Alien Field Notes

In the Funky Buddha we Trust

(the title is lyrics from an AI generated song I can't find anymore)

Yesterday I meditated for 10 minutes and the day before that too. Sat on a couple of pillows cross-legged, faced the wall with my eyes half open and focused on the breath in my abdomen.

That was the first time in 3.5 years that I've meditated. The previous time I did a single sitting session via Zoom in an online Zendo. That was actually my first formal experience with a Zen Buddhist organization.

10 years prior to that, I was living in the rural oilfield assembling pressure vessels. I had moved from the largest city in the country to a town of about 500 people. Being quite the hermit and introvert, there was little culture shock beyond people calling lunch "dinner". Being quite the hermit, I spent most of my time reading books and going down Wikipedia rabbit holes, one of them landed on Buddhism and got interested in it. Online communities weren't a thing back then and the nearest temple was a 5 hour drive away. Instead, I did self practice. At my peak I was doing 40 minutes of sitting meditation a day, and an unknown amount of meditating at work. Since my job was assembly, building the same thing over and and over again, active meditation was quite easy. As time progressed I noticed myself calmer. Mistakes or accidents went by with ease.
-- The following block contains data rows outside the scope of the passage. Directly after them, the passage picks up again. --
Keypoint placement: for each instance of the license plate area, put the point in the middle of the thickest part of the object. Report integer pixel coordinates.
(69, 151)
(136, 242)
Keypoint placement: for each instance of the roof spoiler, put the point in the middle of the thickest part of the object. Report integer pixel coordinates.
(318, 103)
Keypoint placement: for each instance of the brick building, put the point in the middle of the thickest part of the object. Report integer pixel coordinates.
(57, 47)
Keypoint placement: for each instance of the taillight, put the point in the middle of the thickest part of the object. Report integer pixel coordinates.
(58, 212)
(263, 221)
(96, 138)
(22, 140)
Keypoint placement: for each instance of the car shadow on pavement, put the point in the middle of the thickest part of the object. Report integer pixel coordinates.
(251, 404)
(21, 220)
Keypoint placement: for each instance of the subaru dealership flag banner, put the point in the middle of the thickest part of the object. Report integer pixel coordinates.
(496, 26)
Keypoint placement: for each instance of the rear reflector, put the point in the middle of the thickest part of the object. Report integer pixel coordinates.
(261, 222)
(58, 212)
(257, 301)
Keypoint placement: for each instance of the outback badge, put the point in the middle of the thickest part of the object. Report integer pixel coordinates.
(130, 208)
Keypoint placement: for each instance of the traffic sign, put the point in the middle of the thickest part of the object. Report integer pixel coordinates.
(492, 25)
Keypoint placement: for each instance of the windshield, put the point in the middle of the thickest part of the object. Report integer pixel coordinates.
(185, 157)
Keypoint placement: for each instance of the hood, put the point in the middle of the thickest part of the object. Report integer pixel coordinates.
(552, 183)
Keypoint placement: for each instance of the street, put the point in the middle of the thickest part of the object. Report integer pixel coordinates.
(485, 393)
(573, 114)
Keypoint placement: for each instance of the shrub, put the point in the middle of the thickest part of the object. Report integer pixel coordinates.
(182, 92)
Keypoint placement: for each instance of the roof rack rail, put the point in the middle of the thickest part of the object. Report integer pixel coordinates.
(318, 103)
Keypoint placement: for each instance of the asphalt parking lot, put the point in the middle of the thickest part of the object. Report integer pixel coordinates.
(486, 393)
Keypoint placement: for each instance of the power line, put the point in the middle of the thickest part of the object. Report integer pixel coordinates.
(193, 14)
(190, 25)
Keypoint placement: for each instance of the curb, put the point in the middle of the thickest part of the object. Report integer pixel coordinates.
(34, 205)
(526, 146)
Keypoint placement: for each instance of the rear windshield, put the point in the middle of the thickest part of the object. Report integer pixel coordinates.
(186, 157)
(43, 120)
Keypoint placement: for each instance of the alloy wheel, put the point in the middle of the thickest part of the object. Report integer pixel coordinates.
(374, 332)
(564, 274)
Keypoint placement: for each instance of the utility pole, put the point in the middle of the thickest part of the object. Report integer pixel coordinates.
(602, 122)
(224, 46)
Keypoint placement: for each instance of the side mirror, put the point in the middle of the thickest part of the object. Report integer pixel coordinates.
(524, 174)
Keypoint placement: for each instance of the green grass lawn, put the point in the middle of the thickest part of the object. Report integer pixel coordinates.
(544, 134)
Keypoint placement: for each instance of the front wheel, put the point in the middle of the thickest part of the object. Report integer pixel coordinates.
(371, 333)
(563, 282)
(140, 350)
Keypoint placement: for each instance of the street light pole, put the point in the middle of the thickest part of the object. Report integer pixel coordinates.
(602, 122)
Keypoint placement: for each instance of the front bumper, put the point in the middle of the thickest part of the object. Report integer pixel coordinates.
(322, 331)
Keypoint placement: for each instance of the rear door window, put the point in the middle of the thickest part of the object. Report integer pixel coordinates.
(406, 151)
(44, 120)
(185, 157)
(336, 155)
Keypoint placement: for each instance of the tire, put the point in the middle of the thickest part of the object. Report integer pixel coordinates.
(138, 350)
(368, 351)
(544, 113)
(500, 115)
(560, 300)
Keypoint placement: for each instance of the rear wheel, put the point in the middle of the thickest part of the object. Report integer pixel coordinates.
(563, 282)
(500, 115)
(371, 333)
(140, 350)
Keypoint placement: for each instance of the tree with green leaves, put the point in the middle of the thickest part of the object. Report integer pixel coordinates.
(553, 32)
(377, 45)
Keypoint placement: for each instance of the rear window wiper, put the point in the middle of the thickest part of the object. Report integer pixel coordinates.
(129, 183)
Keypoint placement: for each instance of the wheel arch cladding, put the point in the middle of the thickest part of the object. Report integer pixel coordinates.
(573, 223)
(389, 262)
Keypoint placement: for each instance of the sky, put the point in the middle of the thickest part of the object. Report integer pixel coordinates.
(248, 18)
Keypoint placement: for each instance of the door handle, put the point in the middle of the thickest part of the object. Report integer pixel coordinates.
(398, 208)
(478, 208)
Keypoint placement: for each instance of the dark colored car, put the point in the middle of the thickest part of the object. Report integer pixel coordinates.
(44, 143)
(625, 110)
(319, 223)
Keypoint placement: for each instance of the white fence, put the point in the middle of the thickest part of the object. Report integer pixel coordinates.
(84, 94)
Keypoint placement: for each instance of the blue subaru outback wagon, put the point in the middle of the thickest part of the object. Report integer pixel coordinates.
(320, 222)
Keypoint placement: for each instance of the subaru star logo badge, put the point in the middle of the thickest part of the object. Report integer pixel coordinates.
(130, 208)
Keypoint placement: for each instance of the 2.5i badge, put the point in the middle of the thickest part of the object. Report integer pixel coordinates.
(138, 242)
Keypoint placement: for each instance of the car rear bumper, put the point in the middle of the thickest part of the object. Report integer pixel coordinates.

Around the 6 month mark of practising I had an experience at work. I suddenly entered the non-dual state, where it's no longer you looking at/sensing the world, it's just the world. For me it was an oxy-aceteylene torch system in the shop, that's all I was, just a torch, gas lines and two steel tanks, the totality of my existence. There's a Zen quote I read somewhere "let fall the mind and body" and that's exactly what happened. I had a thought in that state, it simply flowed in and out of my awareness. I also experienced "the source" in that state, which according to one Zen teacher is at the core of all major religions around the world. While the non-dual state was peaceful, the "pulses" from the source were completely and utterly peaceful. I said to myself "that took something away from nothing".

After about 20s of that, I returned to the dualism state and never returned. Shortly after that, I began getting depression and anxiety and had to focus on treatment for it and fell out of practice. I noticed after that experience that meditating didn't have the subtle serene feeling it used to and so I knew something was wrong.

Every so often in the past 15 years I'll meditate again and read some Buddhist texts. It never sticks though. I've done sitting meditation for 3 straight days this time and started listening to a podcast on Zen. Maybe this time, I'll finally get back on the horse.